Imagine this scenario: You mail your tax forms and breathe a sigh of relief. But just as you’re about to give yourself a pat on the back for filing early, you become filled with dread. Much to your horror, as you glance at copies of your paperwork, you realize you gave Uncle Sam an incorrect bank account number. What should you do? The most important thing is that you act quickly. The longer you wait to remedy the situation, the more difficult it will be to get your money back. Here are a few tips for how to rescue your money in the following situations.
You caught the mistake early
If you’re lucky enough to catch the error before your return posts to the IRS system, you might be able to stop the deposit. You can make this request by calling the IRS at 800-829-1040. You can also investigate the whereabouts of your refund by using the IRS2Go mobile app or logging on to Where’s My Refund? Information is updated every 24 hours.
You omitted a number
If you accidently deleted a figure from your bank account or routing number, you’re also less likely to have a tax-time mess on your hands. The Internal Revenue Service usually handles this by mailing your refund via paper check.
You gave the IRS a number linked to another customer’s account
If the deposit is made but the account number you provided does not belong to anyone, your bank will reject the check and send it back to the IRS. However, if the number is attached to another account, the solution will not be so quick and tidy. The next step will be for you to work directly with your bank to resolve the issue.
“You should contact the bank’s automated clearinghouse department as soon as possible,” says Marquita Miller, accountant and founder of Five Star Tax and Business Solutions. “Banks have a daily exceptions report that they review before they will return the money. Many times, they can correct the account number after they have been contacted. After confirming your identify, they can correct the bank information and incorrect number listed on the report.”

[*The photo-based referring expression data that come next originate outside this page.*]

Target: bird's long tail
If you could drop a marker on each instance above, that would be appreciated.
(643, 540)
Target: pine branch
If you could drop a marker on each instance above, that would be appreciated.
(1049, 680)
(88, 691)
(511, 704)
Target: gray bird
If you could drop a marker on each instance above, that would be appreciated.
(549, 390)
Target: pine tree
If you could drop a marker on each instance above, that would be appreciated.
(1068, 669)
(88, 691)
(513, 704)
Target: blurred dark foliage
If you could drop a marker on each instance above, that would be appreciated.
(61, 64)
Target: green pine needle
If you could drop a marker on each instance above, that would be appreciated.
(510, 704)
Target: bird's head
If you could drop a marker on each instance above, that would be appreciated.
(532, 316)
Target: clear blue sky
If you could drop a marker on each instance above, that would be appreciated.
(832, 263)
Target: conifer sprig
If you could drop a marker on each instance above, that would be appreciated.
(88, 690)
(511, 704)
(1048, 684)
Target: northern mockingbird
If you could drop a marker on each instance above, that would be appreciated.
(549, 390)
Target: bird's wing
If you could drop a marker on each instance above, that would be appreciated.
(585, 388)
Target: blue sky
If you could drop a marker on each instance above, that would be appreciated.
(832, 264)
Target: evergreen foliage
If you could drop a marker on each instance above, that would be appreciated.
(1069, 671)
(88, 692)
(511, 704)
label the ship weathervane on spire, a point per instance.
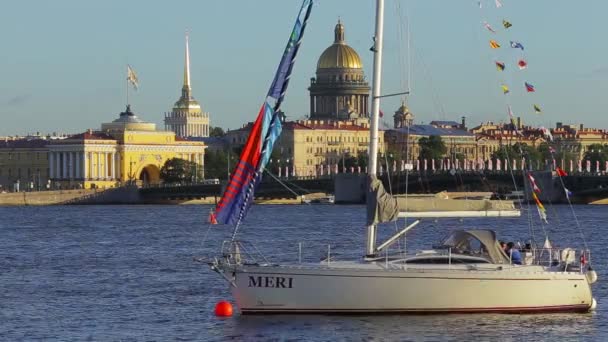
(186, 89)
(131, 79)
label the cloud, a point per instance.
(18, 100)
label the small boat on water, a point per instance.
(329, 199)
(467, 272)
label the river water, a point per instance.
(109, 273)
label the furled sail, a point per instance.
(381, 206)
(247, 174)
(384, 207)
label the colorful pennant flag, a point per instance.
(517, 45)
(535, 188)
(546, 133)
(560, 172)
(486, 25)
(522, 64)
(132, 77)
(529, 87)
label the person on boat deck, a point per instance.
(514, 253)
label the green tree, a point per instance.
(216, 132)
(432, 147)
(518, 151)
(177, 170)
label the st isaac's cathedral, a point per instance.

It will generally take about two weeks for your bank to respond to your query. However, if two weeks have passed and your problem has not been appropriately addressed, you’ll then have to file Form 3911 (“Taxpayer Statement Regarding Refund”). Filing this form will begin the process of tracking down the location of your tax refund.
Your bank won’t help you
In this worst-cast scenario, things could get ugly. There is a possibility that the funds might not be available (for example, if the customer spent the cash), or the banking institution could simply decline to cooperate. Unfortunately, at this stage, the IRS is not required to force your bank to release the money. The IRS clearly states on its website that it “assumes no responsibility for tax preparer or taxpayer error.” Consequently, you may have to take legal action to recover the funds.